2. Transfer to a QB-needy school for next season.
3. Convert to another position.
4. Enter the NFL draft this year.
After a flurry of speculation over his next move, King has said he has no plans to transfer and expects to return to Houston in 2020. The weird part: We still don’t know why King is redshirting. But he certainly sounded convincing that his plans were set in stone.
“I’m staying here,” King said Tuesday. “I’m here. If I wanted to leave Houston and go somewhere else I could’ve. It's what I want to do. I think it's the best opportunity for me.
“I don't think anybody will reach out to me. Even if they do, they should know I’m staying.”
As Yahoo Sports’ Pat Forde wrote this week, King has been put through the coaching spin cycle so far in his college career. He was with Tom Herman for one season, Major Applewhite for two more and now this season with Dana Holgorsen.
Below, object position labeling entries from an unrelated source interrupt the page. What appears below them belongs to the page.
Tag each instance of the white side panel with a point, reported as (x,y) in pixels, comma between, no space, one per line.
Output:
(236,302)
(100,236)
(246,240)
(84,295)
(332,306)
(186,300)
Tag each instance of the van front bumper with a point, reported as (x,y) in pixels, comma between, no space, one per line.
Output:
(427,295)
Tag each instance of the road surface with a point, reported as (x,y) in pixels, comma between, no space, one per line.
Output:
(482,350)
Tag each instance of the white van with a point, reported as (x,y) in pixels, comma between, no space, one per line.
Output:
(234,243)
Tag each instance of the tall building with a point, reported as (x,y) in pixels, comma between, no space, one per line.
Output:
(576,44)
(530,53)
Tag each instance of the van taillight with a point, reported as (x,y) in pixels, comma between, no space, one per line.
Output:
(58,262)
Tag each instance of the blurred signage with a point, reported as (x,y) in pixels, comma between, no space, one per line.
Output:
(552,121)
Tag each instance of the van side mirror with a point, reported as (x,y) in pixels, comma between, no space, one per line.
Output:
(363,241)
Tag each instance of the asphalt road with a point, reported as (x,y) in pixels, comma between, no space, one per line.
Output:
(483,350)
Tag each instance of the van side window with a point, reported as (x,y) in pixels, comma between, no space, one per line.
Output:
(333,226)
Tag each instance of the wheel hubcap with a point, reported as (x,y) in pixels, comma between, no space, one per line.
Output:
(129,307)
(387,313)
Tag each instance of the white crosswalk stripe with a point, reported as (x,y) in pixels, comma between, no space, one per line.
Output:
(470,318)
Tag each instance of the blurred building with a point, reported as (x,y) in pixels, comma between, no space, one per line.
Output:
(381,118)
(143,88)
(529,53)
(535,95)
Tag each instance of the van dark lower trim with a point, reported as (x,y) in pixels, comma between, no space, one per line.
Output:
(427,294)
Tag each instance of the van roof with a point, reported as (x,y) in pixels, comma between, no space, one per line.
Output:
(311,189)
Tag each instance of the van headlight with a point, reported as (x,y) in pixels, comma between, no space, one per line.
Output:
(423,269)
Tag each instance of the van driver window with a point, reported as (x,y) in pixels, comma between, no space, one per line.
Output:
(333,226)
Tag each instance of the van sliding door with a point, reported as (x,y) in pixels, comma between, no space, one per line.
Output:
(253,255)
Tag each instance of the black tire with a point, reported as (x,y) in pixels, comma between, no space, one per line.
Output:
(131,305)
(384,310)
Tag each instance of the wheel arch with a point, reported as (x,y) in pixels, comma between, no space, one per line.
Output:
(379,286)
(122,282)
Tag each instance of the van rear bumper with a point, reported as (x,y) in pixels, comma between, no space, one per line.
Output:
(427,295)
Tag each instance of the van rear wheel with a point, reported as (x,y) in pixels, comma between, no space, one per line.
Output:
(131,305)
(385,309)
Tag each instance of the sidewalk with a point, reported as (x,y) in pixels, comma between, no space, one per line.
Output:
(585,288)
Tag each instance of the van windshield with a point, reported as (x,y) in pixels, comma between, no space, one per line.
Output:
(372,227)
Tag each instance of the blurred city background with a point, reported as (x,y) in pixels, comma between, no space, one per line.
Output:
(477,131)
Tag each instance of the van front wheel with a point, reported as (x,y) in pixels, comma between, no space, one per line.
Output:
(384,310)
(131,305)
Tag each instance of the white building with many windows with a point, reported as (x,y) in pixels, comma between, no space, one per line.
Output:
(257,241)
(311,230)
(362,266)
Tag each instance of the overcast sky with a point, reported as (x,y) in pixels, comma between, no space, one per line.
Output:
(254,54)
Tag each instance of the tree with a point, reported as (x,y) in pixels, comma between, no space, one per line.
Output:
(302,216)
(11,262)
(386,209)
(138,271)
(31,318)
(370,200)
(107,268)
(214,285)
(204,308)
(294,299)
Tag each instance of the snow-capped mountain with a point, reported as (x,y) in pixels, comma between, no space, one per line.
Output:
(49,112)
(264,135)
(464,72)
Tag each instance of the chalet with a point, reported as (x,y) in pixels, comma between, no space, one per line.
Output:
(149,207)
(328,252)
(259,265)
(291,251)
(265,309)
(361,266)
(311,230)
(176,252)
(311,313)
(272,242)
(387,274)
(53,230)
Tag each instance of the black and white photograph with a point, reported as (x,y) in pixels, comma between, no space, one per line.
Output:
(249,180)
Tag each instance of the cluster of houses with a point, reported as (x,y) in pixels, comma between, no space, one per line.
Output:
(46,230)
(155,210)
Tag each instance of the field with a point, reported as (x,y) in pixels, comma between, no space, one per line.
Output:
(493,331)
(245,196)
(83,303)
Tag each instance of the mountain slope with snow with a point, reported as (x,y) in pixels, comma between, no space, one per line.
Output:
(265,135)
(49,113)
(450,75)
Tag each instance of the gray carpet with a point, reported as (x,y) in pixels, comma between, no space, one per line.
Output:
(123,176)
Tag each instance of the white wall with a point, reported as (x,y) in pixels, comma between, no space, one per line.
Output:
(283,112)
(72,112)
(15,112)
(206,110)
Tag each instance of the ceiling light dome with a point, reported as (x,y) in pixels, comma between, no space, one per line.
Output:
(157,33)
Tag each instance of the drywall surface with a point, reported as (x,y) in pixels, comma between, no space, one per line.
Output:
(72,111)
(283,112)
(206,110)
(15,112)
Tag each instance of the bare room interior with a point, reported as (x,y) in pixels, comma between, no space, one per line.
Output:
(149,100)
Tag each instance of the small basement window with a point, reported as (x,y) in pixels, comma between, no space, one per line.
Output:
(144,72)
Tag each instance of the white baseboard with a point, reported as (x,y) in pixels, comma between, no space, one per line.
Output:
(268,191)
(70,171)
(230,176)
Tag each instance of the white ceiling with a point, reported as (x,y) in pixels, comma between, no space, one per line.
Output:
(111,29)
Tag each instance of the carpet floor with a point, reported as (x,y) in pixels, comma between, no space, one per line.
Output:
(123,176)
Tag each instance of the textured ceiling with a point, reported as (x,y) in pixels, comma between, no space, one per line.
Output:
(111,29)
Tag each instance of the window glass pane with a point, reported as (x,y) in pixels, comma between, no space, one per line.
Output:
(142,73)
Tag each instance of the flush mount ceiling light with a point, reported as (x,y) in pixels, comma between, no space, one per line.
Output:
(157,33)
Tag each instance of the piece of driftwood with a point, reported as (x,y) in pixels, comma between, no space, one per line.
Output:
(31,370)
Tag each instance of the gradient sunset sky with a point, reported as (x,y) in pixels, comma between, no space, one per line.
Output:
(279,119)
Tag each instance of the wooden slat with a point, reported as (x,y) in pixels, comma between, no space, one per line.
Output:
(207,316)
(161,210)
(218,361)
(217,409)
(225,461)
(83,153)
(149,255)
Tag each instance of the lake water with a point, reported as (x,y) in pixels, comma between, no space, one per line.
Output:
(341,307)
It hasn’t been the most productive ecosystem to develop as a player — and especially as a quarterback.
But could another coaching change (this time an elective one) help King’s cause if he wants to make it in the NFL as a quarterback?
Portal to Norman, Oklahoma?
It’s not too hard to connect the dots and suggest that King could be the Oklahoma Sooners’ starting QB in 2020. After all, King simply needs to look at the team that whipped his Cougars, 49-31, in the 2019 season opener for a window to his possible future in the NFL. After OU head coach Lincoln Riley helped turn Baker Mayfield and Murray into Heisman winners and the top overall picks in the past two NFL drafts, Riley is working some more QB magic with Alabama transfer Jalen Hurts this season.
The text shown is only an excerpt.